The ft_launcher supports automatic NUMA node binding for workers through the NVRX_GPUS_PER_NUMA environment variable. When set, the launcher automatically wraps each worker process with numactl to bind it to the appropriate NUMA node based on its local rank.

Important

Prerequisites: This feature requires the numactl command-line tool to be installed and available in the system PATH. The launcher will fail to start workers if numactl is not found.

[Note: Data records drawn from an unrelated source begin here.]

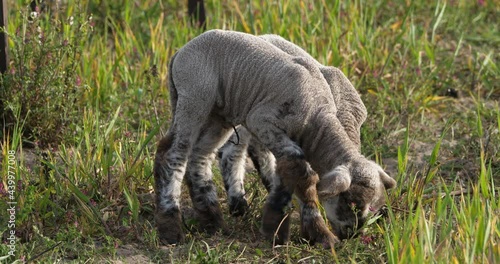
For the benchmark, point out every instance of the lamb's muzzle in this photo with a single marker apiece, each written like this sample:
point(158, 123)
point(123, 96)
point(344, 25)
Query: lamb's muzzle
point(222, 79)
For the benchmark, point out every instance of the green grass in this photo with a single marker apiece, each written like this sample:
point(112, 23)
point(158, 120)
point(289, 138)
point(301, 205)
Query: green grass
point(85, 193)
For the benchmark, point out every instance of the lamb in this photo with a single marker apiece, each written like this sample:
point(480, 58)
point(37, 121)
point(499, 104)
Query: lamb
point(351, 113)
point(222, 79)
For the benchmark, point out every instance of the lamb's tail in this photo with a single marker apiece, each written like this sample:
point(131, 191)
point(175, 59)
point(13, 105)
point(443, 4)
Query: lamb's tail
point(171, 87)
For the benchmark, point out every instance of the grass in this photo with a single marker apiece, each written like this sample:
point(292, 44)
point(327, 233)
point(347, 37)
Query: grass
point(427, 71)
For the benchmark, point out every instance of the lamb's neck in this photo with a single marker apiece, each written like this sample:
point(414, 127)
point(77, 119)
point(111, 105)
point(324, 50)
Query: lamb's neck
point(326, 144)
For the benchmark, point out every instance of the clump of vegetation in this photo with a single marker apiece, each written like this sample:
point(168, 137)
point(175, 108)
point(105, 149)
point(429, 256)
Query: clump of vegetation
point(427, 72)
point(42, 88)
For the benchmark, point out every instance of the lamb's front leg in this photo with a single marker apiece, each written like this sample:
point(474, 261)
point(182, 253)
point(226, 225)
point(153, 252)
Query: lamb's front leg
point(232, 160)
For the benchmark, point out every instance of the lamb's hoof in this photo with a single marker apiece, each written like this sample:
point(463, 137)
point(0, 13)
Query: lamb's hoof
point(272, 221)
point(316, 231)
point(169, 226)
point(238, 206)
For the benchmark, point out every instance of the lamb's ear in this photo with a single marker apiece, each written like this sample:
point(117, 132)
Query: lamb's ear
point(387, 180)
point(334, 182)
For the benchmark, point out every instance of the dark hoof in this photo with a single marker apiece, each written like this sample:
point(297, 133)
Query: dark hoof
point(238, 206)
point(211, 220)
point(169, 226)
point(275, 226)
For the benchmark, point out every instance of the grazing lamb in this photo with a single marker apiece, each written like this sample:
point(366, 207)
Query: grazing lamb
point(351, 114)
point(222, 79)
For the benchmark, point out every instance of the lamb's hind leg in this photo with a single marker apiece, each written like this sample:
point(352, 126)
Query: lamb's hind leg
point(200, 178)
point(169, 169)
point(232, 159)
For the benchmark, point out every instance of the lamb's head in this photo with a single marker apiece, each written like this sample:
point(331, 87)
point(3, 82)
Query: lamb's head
point(351, 192)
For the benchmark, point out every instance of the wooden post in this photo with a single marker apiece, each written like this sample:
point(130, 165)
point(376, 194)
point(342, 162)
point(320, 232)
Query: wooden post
point(4, 61)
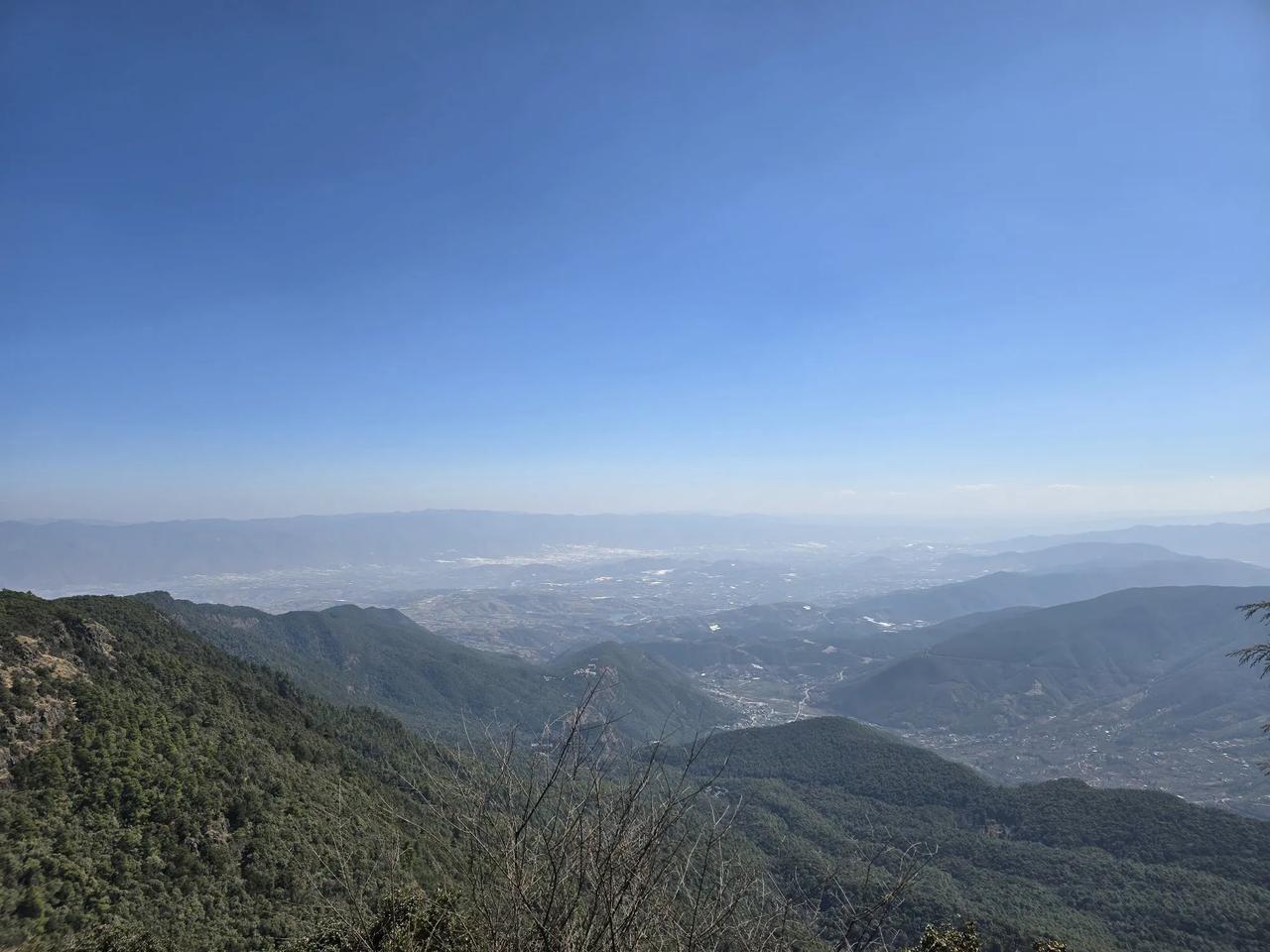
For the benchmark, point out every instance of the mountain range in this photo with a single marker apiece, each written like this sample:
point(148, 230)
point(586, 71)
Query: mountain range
point(157, 783)
point(379, 656)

To install on common Linux distributions:

  • Ubuntu/Debian: sudo apt-get install numactl

  • RHEL/CentOS/Rocky: sudo yum install numactl

How it works:

  • Set NVRX_GPUS_PER_NUMA to the number of GPUs per NUMA node on your system

  • The launcher calculates the NUMA node as: numa_node = local_rank // gpus_per_numa

  • Each worker is automatically wrapped with: numactl --cpunodebind=<numa_node> --membind=<numa_node>

  • This applies only to binary/script entrypoints (not Python function entrypoints)

Example usage:

# For a system with 4 GPUs per NUMA node (8 GPUs total, 2 NUMA nodes)
export NVRX_GPUS_PER_NUMA=4
ft_launcher --nproc-per-node=8 train.py

# In this configuration:
# - Ranks 0-3 will be bound to NUMA node 0
# - Ranks 4-7 will be bound to NUMA node 1

Benefits:

Proper NUMA binding can significantly improve performance by ensuring memory locality and reducing cross-NUMA memory access overhead, which is especially important for multi-GPU training workloads.

Hang detection

The FT package provides two fully independent mechanisms for detecting hangs in user code. Users can choose the API that is best suited for their needs, or use both APIs at the same time.

  • Heartbeats API

The training script periodically sends heartbeats to the monitor. If no heartbeat arrives in a defined time, the workload is considered hung. This API is the simplest to use but might require coarse timeouts that need to cover a wide range of possible intervals between heartbeats. Please find more details in Heartbeats API Integration.

  • Sections API

Some parts of the training scripts are wrapped in sections. If any section is opened for too long, the workload is considered hung. The sections-based API requires more changes in the user code, but timeouts can be defined more precisely, and hangs can be detected quicker. Please find more details in Sections API Integration.

Workload control

In some cases, it might be useful to control the ft_launcher behavior based on a rank state. For example, if an irrecoverable error is encountered in a rank, it might be reasonable to break the launcher restarting loop and exit instead of restarting; for other exception types, one might want to exclude the current node from subsequent restart attempts. RankMonitorClient exposes the nvidia_resiliency_ext.fault_tolerance.rank_monitor_client.RankMonitorClient.send_workload_control_request() API, which can be used to control the workload restarting logic implemented in the launcher.

Note

Please note that only the ft_launcher behavior is affected by this call. The fault tolerance package is job scheduler-agnostic, i.e., it does not control underlying SLURM job allocations.